I am truly amazed once again at the kindness and generosity of those around me. The care my husband and family gives me is the most amazing gift. In all my years of nursing I have rarely witnessed love like I have. My best friend has grieved thinking she could have prevented my accident while I grieve wishing I could have prevented her illness. My neighbors have provided food. Nurses and internal medicine residents gave me so much encouragement and support. Engineering helped think up ways to make my life easier. Physical therapy is teaching me independence and helping me overcome my fear. I was given a gift of a wheelchair. My husband has worked day and night building ramps and platforms to make our house more accessible by wheelchair. I could go on and on...

I may be confined to a chair and in pain, but I am one of the luckiest people I know. I always have said my illness is for a purpose, and good will come from it, but I didn't know that part of this accident would be to show me how much I am loved and that there are good and kind people in this world. We were  never promised a pain free, easy life. Our journeys are going to have bumps because this is not heaven. Some bumps are hard to handle, but I will overcome this. It could have been much worse, and I am still able to use my arms and left leg.

Physical therapy thinks boredom may become an issue for me. I have my knitting and spinning when I am able, and I have books. I have finished 2 since I have been home from the hospital. Sarah's Patchwork really hit home for me. It has issues of dealing with physical disabilities and how those issues can be blessings in disguise. It is also a western pioneer woman book - one of my favorite genres at the moment. There is a  touch of romance but it is mainly inspirational. I read this on my Kindle app on my iPod touch.


The second book I finished was The Choice by Nicholas Sparks. I am usually a huge fan of his but was disappointed with this book. I count on a certain type of ending in his books and this one was a surprise. I only rate this a 3 star. I listened to this one from Audible. I imagine most Nicholas Sparks fans would enjoy this one.

I finished a pair of socks before we left for the beach and have not completed any other knitting projects. It is hard to knit while taking pain medications. I tend to nod off easily too.

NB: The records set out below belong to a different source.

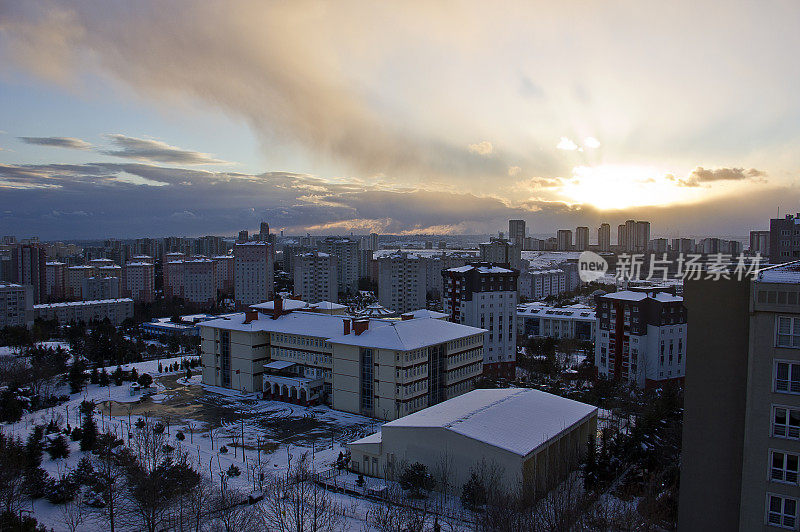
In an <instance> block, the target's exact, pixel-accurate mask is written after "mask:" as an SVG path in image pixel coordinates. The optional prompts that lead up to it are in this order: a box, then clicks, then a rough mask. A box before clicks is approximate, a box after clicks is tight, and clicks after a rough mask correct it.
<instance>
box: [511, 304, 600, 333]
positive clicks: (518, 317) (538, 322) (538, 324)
mask: <svg viewBox="0 0 800 532" xmlns="http://www.w3.org/2000/svg"><path fill="white" fill-rule="evenodd" d="M595 329H596V316H595V311H594V309H593V308H591V307H587V306H585V305H579V304H575V305H570V306H568V307H554V306H551V305H547V304H545V303H542V302H540V301H536V302H534V303H525V304H522V305H518V306H517V335H520V336H527V337H530V338H558V339H561V338H568V339H572V340H587V341H594V335H595Z"/></svg>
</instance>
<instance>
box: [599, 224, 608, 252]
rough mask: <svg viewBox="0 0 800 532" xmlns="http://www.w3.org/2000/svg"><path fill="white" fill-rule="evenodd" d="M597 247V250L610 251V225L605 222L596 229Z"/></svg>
mask: <svg viewBox="0 0 800 532" xmlns="http://www.w3.org/2000/svg"><path fill="white" fill-rule="evenodd" d="M597 247H598V249H599V251H611V226H610V225H608V224H607V223H602V224H600V227H599V228H598V229H597Z"/></svg>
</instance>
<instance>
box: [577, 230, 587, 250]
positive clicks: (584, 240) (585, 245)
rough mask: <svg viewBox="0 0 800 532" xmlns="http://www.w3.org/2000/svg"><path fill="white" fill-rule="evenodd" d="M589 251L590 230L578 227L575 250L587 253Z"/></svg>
mask: <svg viewBox="0 0 800 532" xmlns="http://www.w3.org/2000/svg"><path fill="white" fill-rule="evenodd" d="M587 249H589V228H588V227H578V228H576V229H575V250H576V251H586V250H587Z"/></svg>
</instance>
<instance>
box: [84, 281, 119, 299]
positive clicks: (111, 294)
mask: <svg viewBox="0 0 800 532" xmlns="http://www.w3.org/2000/svg"><path fill="white" fill-rule="evenodd" d="M81 296H82V297H83V298H84V299H86V300H91V301H97V300H99V299H119V297H120V293H119V279H118V278H116V277H99V276H93V277H86V278H84V279H81Z"/></svg>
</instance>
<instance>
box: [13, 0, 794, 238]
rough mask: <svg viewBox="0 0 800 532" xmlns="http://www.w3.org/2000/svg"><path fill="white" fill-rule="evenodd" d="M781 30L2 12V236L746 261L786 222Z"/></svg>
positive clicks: (51, 3) (64, 11) (484, 19)
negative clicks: (640, 238) (730, 248)
mask: <svg viewBox="0 0 800 532" xmlns="http://www.w3.org/2000/svg"><path fill="white" fill-rule="evenodd" d="M797 20H800V4H797V3H796V2H791V1H785V2H770V3H768V4H767V3H744V2H730V3H726V4H725V8H724V9H721V8H720V5H719V3H717V2H707V3H706V2H673V3H631V2H605V3H585V2H559V3H545V4H534V3H530V2H519V3H517V2H504V3H478V2H453V3H450V2H444V3H436V4H430V3H421V2H420V3H415V2H411V3H408V2H406V3H402V4H400V3H379V4H375V3H365V2H347V1H343V2H335V3H324V2H305V1H298V2H291V3H286V2H255V1H254V2H247V1H238V0H237V1H225V2H221V1H220V2H202V3H197V2H189V1H180V0H176V1H171V2H168V3H164V2H155V1H139V2H135V3H131V2H123V1H109V2H93V1H73V2H58V3H54V2H49V1H38V0H31V1H26V2H0V117H2V120H1V121H0V227H2V230H1V231H0V232H2V233H3V234H16V235H17V236H19V237H26V236H39V237H40V238H41V239H43V240H53V239H61V240H66V239H93V238H104V237H112V236H113V237H118V238H128V237H140V236H166V235H185V236H198V235H204V234H226V235H228V234H230V235H232V234H235V233H236V232H238V230H239V229H242V228H250V229H252V228H255V227H257V226H258V222H259V221H261V220H266V221H268V222H269V223H270V227H271V228H272V229H273V230H274V231H276V232H278V231H280V230H281V229H284V230H285V231H286V232H287V233H290V234H304V233H305V232H311V233H315V234H347V233H349V232H350V231H354V232H356V233H366V232H370V231H375V232H378V233H395V234H415V233H440V234H448V233H452V234H489V233H495V232H496V231H498V230H507V220H508V219H510V218H522V219H524V220H526V222H527V224H528V227H529V228H530V231H531V232H532V233H540V234H547V233H554V232H555V231H556V229H558V228H571V229H574V228H575V227H576V226H579V225H586V226H589V227H590V229H592V231H594V230H595V229H596V227H597V226H598V225H599V224H600V223H601V222H608V223H610V224H611V225H612V233H613V232H614V230H615V226H616V224H619V223H621V222H622V221H624V220H625V219H628V218H633V219H645V220H649V221H650V222H651V223H652V226H653V235H654V236H657V235H666V236H678V235H681V236H683V235H690V234H691V235H718V236H739V237H742V236H744V235H746V234H747V233H748V231H749V230H751V229H767V228H768V226H769V219H770V218H771V217H774V216H775V215H776V212H777V210H778V209H780V213H781V215H783V214H785V213H795V212H797V211H800V201H798V200H800V193H799V191H798V185H797V176H798V175H799V174H800V150H798V149H797V146H798V145H799V144H798V141H800V100H798V98H797V97H796V91H797V87H798V86H800V65H798V63H797V61H795V60H794V50H797V49H800V34H798V32H797V31H796V21H797ZM594 238H596V233H595V234H593V236H592V240H594Z"/></svg>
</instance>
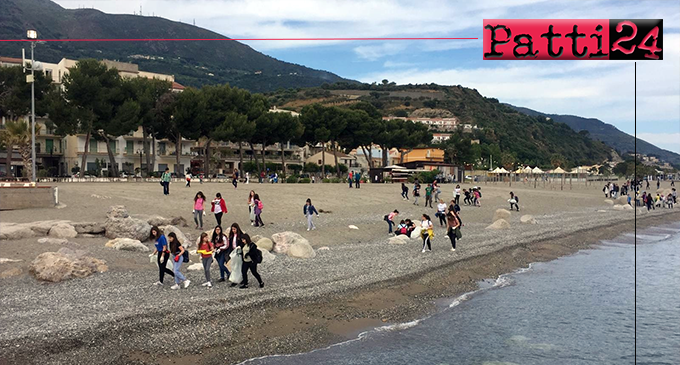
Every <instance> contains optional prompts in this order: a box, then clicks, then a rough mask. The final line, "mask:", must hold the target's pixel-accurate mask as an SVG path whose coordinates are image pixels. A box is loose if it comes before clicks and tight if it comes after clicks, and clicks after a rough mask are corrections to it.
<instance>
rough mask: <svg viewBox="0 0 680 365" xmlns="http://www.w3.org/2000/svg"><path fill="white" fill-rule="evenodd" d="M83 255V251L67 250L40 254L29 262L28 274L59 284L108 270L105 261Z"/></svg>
mask: <svg viewBox="0 0 680 365" xmlns="http://www.w3.org/2000/svg"><path fill="white" fill-rule="evenodd" d="M85 254H86V253H85V251H80V250H72V249H69V248H61V249H60V250H59V251H57V252H45V253H41V254H40V255H38V257H36V258H35V260H33V262H31V265H30V268H29V272H30V273H31V274H32V275H33V276H35V278H36V279H38V280H42V281H50V282H59V281H64V280H69V279H73V278H84V277H87V276H90V275H92V274H94V273H98V272H99V273H101V272H105V271H107V270H108V269H109V268H108V266H106V262H105V261H102V260H99V259H96V258H94V257H90V256H86V255H85Z"/></svg>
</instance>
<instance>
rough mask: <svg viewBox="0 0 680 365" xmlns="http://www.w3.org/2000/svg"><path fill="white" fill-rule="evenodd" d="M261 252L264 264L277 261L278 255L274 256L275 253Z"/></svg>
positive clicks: (268, 251)
mask: <svg viewBox="0 0 680 365" xmlns="http://www.w3.org/2000/svg"><path fill="white" fill-rule="evenodd" d="M260 251H262V263H263V264H267V263H270V262H272V261H274V260H275V259H276V255H274V254H273V253H271V252H269V251H267V250H260Z"/></svg>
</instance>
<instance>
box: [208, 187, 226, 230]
mask: <svg viewBox="0 0 680 365" xmlns="http://www.w3.org/2000/svg"><path fill="white" fill-rule="evenodd" d="M211 205H212V208H210V211H211V212H213V213H214V214H215V220H216V221H217V225H218V226H221V225H222V215H223V214H224V213H226V212H227V203H225V202H224V199H222V194H220V193H217V194H215V199H213V201H212V203H211Z"/></svg>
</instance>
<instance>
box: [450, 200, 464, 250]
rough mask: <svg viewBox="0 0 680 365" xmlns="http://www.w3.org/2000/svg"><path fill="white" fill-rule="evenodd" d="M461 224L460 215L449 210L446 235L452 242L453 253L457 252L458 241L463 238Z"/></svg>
mask: <svg viewBox="0 0 680 365" xmlns="http://www.w3.org/2000/svg"><path fill="white" fill-rule="evenodd" d="M460 227H461V222H460V219H459V217H458V213H456V211H455V210H454V209H449V212H448V213H446V235H447V236H449V239H450V240H451V251H456V239H458V238H460V237H462V235H461V233H460Z"/></svg>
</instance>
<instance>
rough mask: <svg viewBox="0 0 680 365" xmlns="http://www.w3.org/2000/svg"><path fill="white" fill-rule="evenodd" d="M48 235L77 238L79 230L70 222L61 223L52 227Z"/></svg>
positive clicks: (59, 236)
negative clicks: (78, 230) (75, 227)
mask: <svg viewBox="0 0 680 365" xmlns="http://www.w3.org/2000/svg"><path fill="white" fill-rule="evenodd" d="M47 235H48V236H50V237H54V238H76V236H78V232H77V231H76V229H75V228H74V227H73V226H72V225H70V224H68V223H59V224H57V225H56V226H54V227H52V228H51V229H50V231H49V233H48V234H47Z"/></svg>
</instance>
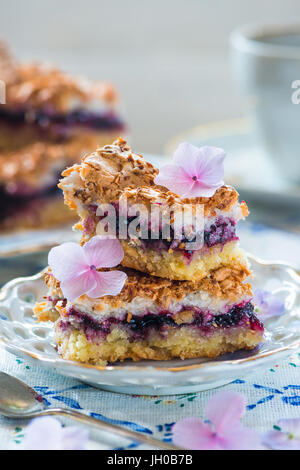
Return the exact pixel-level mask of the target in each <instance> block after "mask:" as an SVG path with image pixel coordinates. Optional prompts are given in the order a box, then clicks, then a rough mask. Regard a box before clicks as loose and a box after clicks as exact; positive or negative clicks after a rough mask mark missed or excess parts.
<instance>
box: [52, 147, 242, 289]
mask: <svg viewBox="0 0 300 470" xmlns="http://www.w3.org/2000/svg"><path fill="white" fill-rule="evenodd" d="M157 174H158V170H157V169H156V168H155V167H154V166H153V165H152V164H151V163H149V162H147V161H146V160H145V159H144V158H143V156H142V155H139V154H134V153H133V152H132V151H131V149H130V147H129V146H128V145H127V143H126V142H125V141H124V140H123V139H118V140H117V141H116V142H114V144H113V145H106V146H104V147H103V148H99V149H98V150H96V151H95V152H93V153H91V154H90V155H87V156H85V157H84V158H83V159H82V161H81V164H80V165H78V164H77V165H74V166H72V167H71V168H68V169H67V170H65V171H64V172H63V179H62V180H61V181H60V183H59V187H60V188H61V189H62V190H63V192H64V197H65V202H66V204H67V205H69V207H71V208H72V209H74V210H76V211H77V213H78V215H79V217H80V222H79V223H78V224H77V225H76V226H75V227H76V228H77V229H79V230H82V243H85V242H86V241H87V240H89V239H90V238H91V237H93V236H94V235H96V233H98V231H97V230H98V228H99V222H101V220H102V219H101V216H99V209H100V208H101V207H102V206H103V204H111V205H113V207H114V209H115V211H116V214H117V215H119V214H120V212H121V211H120V207H121V204H122V201H124V200H126V204H127V205H128V212H127V214H125V215H124V213H122V220H123V222H125V223H127V225H128V226H129V225H130V222H131V221H132V219H134V217H131V216H130V209H131V208H133V207H134V206H135V205H137V204H138V205H140V204H142V205H143V207H145V208H146V211H147V213H148V216H147V218H146V224H147V230H146V236H145V235H144V233H145V232H144V230H140V235H139V236H130V234H129V233H128V236H127V238H122V239H121V238H120V241H121V243H122V246H123V249H124V259H123V262H122V265H123V266H126V267H129V268H133V269H137V270H140V271H142V272H146V273H148V274H151V275H154V276H159V277H164V278H168V279H174V280H193V281H197V280H200V279H202V278H204V277H206V276H208V275H209V273H210V271H211V270H213V269H216V268H218V267H221V266H225V267H226V266H229V267H230V266H233V267H237V268H245V269H247V259H246V256H245V254H244V253H243V251H242V250H241V248H240V247H239V241H238V237H237V234H236V224H237V222H238V221H239V220H240V219H243V218H245V217H246V216H247V214H248V209H247V206H246V204H245V202H241V203H240V202H239V200H238V193H237V192H236V191H235V189H234V188H232V187H230V186H226V185H223V186H221V187H220V188H218V189H217V190H216V192H215V193H214V195H213V196H212V197H197V198H193V199H187V198H183V197H180V196H178V195H177V194H174V193H172V192H171V191H169V190H168V189H167V188H165V187H163V186H160V185H157V184H155V182H154V179H155V177H156V175H157ZM187 205H188V206H189V207H191V208H192V209H191V210H192V211H194V212H195V213H196V209H197V207H199V206H201V207H202V212H201V217H202V219H203V220H201V223H200V226H201V234H200V238H201V237H202V238H201V239H202V244H201V246H199V249H194V248H193V249H192V250H191V249H190V248H189V246H190V245H189V241H191V239H190V238H186V236H185V232H184V230H182V235H180V236H178V232H175V230H174V225H173V222H174V221H173V220H172V218H170V219H169V221H167V222H162V221H163V220H167V219H166V218H164V214H167V213H168V211H171V210H173V208H176V209H180V208H182V209H183V210H184V208H185V207H186V206H187ZM154 206H155V207H157V208H158V209H159V212H160V215H161V217H160V222H159V225H158V226H157V227H156V229H157V233H158V236H156V237H153V236H152V232H154V227H152V226H151V223H152V222H151V220H152V219H151V214H150V212H151V210H152V209H153V207H154ZM122 210H123V209H122ZM124 217H125V220H124ZM116 220H117V223H119V222H118V221H119V220H120V218H119V217H116ZM123 222H122V223H123ZM163 223H166V224H169V225H170V227H169V232H168V233H169V235H168V237H167V238H165V237H164V236H163V234H164V228H165V227H164V225H163ZM141 224H142V222H141ZM141 226H142V225H141ZM119 231H120V227H119V226H117V227H116V234H117V236H118V234H119Z"/></svg>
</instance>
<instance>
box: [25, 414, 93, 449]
mask: <svg viewBox="0 0 300 470" xmlns="http://www.w3.org/2000/svg"><path fill="white" fill-rule="evenodd" d="M88 439H89V432H88V431H87V430H86V429H83V428H79V427H75V426H67V427H62V426H61V424H60V422H59V421H58V420H57V419H55V418H52V417H51V416H43V417H41V418H35V419H34V420H32V421H31V422H30V423H29V425H28V426H27V427H26V431H25V438H24V442H23V447H24V449H25V450H85V449H86V448H87V444H88Z"/></svg>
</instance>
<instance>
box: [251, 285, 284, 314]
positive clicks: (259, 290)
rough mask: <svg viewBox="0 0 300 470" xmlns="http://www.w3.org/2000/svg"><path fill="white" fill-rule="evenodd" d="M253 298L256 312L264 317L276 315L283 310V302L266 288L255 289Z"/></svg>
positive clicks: (283, 308)
mask: <svg viewBox="0 0 300 470" xmlns="http://www.w3.org/2000/svg"><path fill="white" fill-rule="evenodd" d="M253 300H254V304H255V306H256V308H257V310H258V312H259V313H260V315H261V316H262V317H263V318H264V319H266V318H270V317H278V316H280V315H282V314H283V313H284V311H285V307H284V302H283V301H282V300H281V299H280V298H279V297H278V296H277V295H275V294H272V292H269V291H267V290H263V289H256V290H255V291H254V297H253Z"/></svg>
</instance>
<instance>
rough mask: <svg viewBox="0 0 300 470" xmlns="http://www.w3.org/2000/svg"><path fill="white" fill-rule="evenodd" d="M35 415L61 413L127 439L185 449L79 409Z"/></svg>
mask: <svg viewBox="0 0 300 470" xmlns="http://www.w3.org/2000/svg"><path fill="white" fill-rule="evenodd" d="M34 414H35V416H49V415H60V416H66V417H68V418H73V419H75V420H77V421H80V422H81V423H84V424H90V425H92V426H95V427H98V428H99V429H102V430H107V431H109V432H111V433H113V434H117V435H119V436H122V437H124V438H127V439H131V440H134V441H138V442H141V443H143V444H147V445H149V446H154V447H157V448H158V449H165V450H173V451H174V450H183V449H180V447H176V446H174V445H173V444H169V443H167V442H163V441H159V440H158V439H153V438H152V437H150V436H147V435H143V434H140V433H138V432H135V431H131V430H130V429H125V428H122V427H120V426H116V425H115V424H111V423H106V422H105V421H101V420H99V419H97V418H93V417H91V416H88V415H85V414H84V413H80V412H79V411H73V410H68V409H64V408H48V409H46V410H43V411H39V412H37V413H34Z"/></svg>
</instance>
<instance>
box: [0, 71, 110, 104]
mask: <svg viewBox="0 0 300 470" xmlns="http://www.w3.org/2000/svg"><path fill="white" fill-rule="evenodd" d="M2 70H3V68H2V67H0V79H4V78H5V76H4V73H2V72H1V71H2ZM13 70H14V75H13V77H12V79H11V80H10V81H9V82H8V83H7V88H6V103H7V106H9V107H19V108H35V109H39V108H44V107H47V106H51V108H52V109H55V110H56V111H57V112H65V111H67V110H68V109H69V107H70V105H71V104H72V102H73V101H75V100H76V101H78V100H79V101H81V102H83V103H88V102H90V101H92V100H99V101H102V102H105V103H107V104H112V103H114V102H115V101H116V99H117V93H116V90H115V89H114V88H113V86H112V85H111V84H110V83H108V82H104V81H103V82H100V81H99V82H91V81H89V80H86V79H84V78H81V77H73V76H70V75H68V74H67V73H65V72H62V71H61V70H59V69H57V68H55V67H53V66H51V65H49V64H43V63H32V64H30V63H29V64H16V65H15V67H14V69H13ZM2 76H3V77H4V78H2Z"/></svg>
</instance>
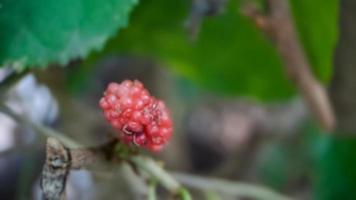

I do ask for prayers for strength and for pain relief. As always, I ask for God's will in my life. God will heal me in his time and in his way. He is still working on me, and we all know I need lots of work.

2 comments:

Louann said...

I pray for you daily my friend and I am so proud of you, for not giving up and letting this bad situation defeat you. You are one of the strongest people that i know and I am honnored to call you my Best friend in this whole world. I look forward to seeing you moving about freely and walking without care. I will be there to see you soon and we will laugh the day away, with all of our crazy tales and stories!!!

Bekka said...

Oh, Cindy! You are SO worthy of all the love and kindness you receive.

I don't remember who gave me the analogy, but I love it then and still do. In your lifetime, you make deposits into an account. Not deposits of money, but of kindness and compassion and love. You are now at a point where you need to make withdrawals from your account. And it's because you've been so kind, compassionate and loving to others that you are able to collect these so richly now.

Thinking of you and hoping you feel much better soon!